This book has been ludicrously dismissed as 'facile' by sniffy snobs. The dismaying fact remains that in this age of overcrowding media vying for our attention, you have to be pretty convincing to make people want to give a large chunk of their lives to a 4000 page novel about sponge cakes, silly aristocrats and sickly fops.
De Botton manages this with ease. His book is an excellent precis of Proustian concerns - time, love, friendship, literature - told in deceptively simple language masking thoroughness and complexity. His aren't the last words on these subjects, they are starting points which allow the virgin reader a map when starting on the vast terrain of A La Recherche.
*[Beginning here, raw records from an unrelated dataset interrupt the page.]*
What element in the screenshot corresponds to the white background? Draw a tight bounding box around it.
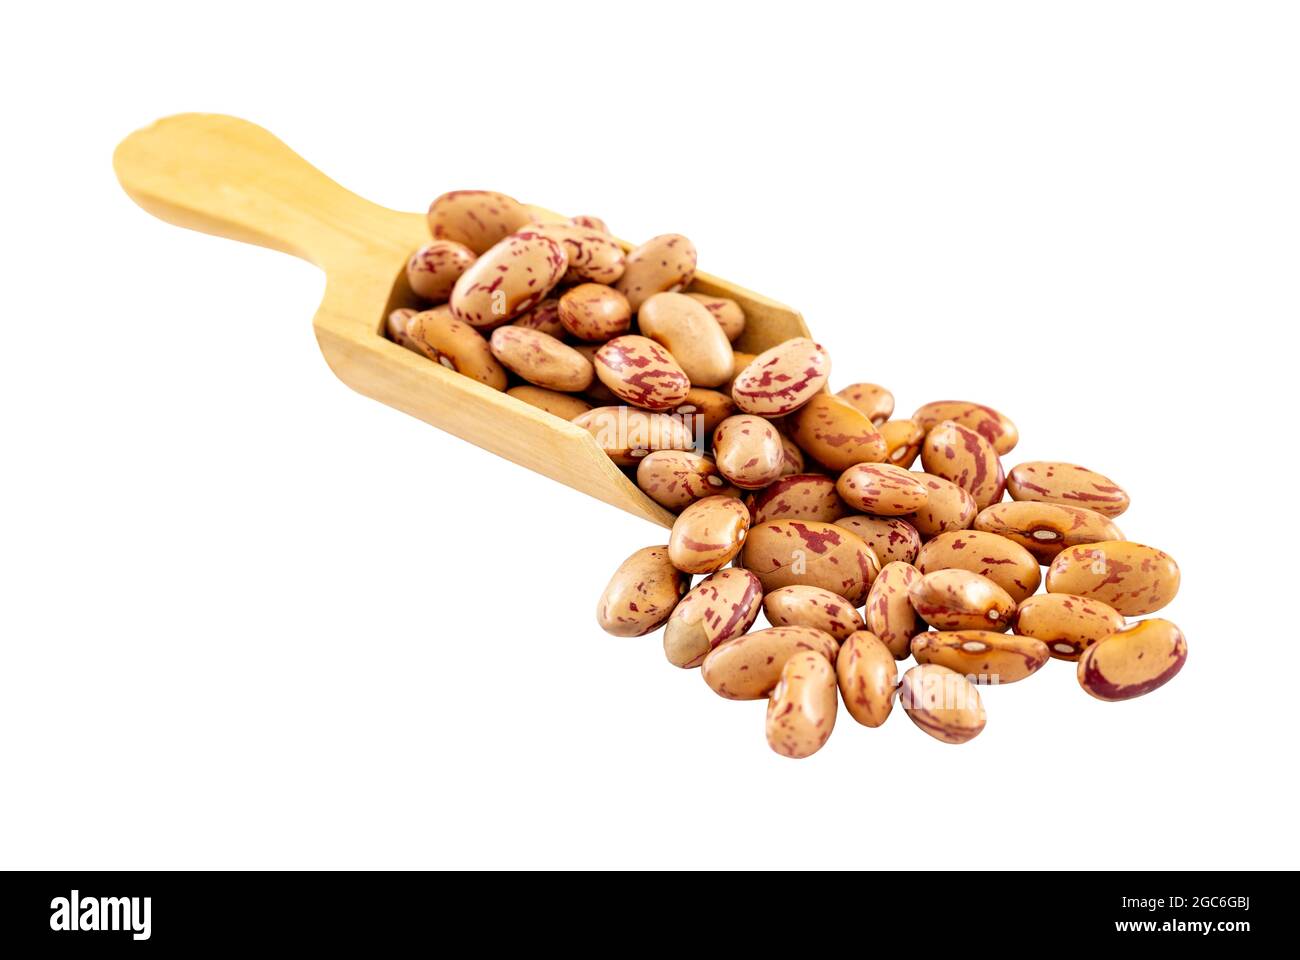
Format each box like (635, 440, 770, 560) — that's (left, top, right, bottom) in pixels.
(2, 1, 1297, 869)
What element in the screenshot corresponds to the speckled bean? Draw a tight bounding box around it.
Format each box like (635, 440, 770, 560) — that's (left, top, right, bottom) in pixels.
(836, 383, 894, 425)
(450, 233, 568, 328)
(1078, 618, 1187, 701)
(511, 297, 566, 338)
(878, 419, 925, 468)
(1007, 461, 1130, 518)
(908, 569, 1016, 632)
(636, 450, 733, 510)
(593, 335, 690, 410)
(1045, 541, 1179, 616)
(712, 415, 786, 489)
(1014, 593, 1125, 661)
(740, 520, 880, 605)
(920, 420, 1006, 509)
(763, 585, 864, 641)
(569, 214, 609, 233)
(865, 561, 926, 658)
(668, 495, 751, 574)
(406, 308, 508, 390)
(902, 474, 979, 538)
(663, 568, 763, 668)
(836, 632, 897, 727)
(572, 406, 698, 465)
(506, 385, 592, 420)
(523, 222, 625, 284)
(747, 474, 847, 524)
(427, 190, 532, 254)
(596, 545, 690, 637)
(684, 292, 746, 342)
(702, 626, 839, 700)
(789, 394, 888, 471)
(916, 530, 1041, 603)
(836, 463, 930, 516)
(911, 631, 1049, 684)
(973, 502, 1124, 564)
(615, 234, 697, 310)
(489, 326, 593, 391)
(638, 292, 735, 387)
(899, 664, 986, 744)
(835, 516, 921, 566)
(407, 240, 477, 302)
(730, 338, 831, 416)
(766, 652, 837, 759)
(557, 284, 632, 341)
(913, 401, 1019, 456)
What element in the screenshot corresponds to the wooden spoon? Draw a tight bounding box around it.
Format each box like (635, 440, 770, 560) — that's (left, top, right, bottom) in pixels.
(113, 113, 810, 527)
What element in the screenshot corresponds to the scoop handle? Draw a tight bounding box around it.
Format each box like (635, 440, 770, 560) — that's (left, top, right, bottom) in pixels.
(113, 113, 410, 271)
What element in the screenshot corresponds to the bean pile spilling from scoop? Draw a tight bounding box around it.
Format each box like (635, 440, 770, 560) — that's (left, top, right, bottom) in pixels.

His own prose is elegant, suggestive and sometimes very funny, while his emphasis on the personal is at the same time endearing, a way into the book, and true to Proust. He fills in his narrative with much biographical, historical and anecdotal matter, drawing on letters, newspapers, memoires, which are both illuminating and entertaining.
His own method is seemingly the opposite of Proust's, immediately lucid and precise, but the form of his book follows the Proustian pattern, whereby the book heading in one direction turns in on itself, becomes a book about itself, its own creation, even negating itself as it tells us to abandon Proust if we want to be true to the spirit of Proust.
The book isn't perfect - sometimes the prose is a little TOO easy; both Proust and De Botton come across as near-saintly figures, full of understanding and kindness, when the truth (with Proust at any rate) is much messier; and the last two chapters are a little rushed. But few books outside the thriller genre have delighted me and kept me reading feverishly to the end like this little trinket.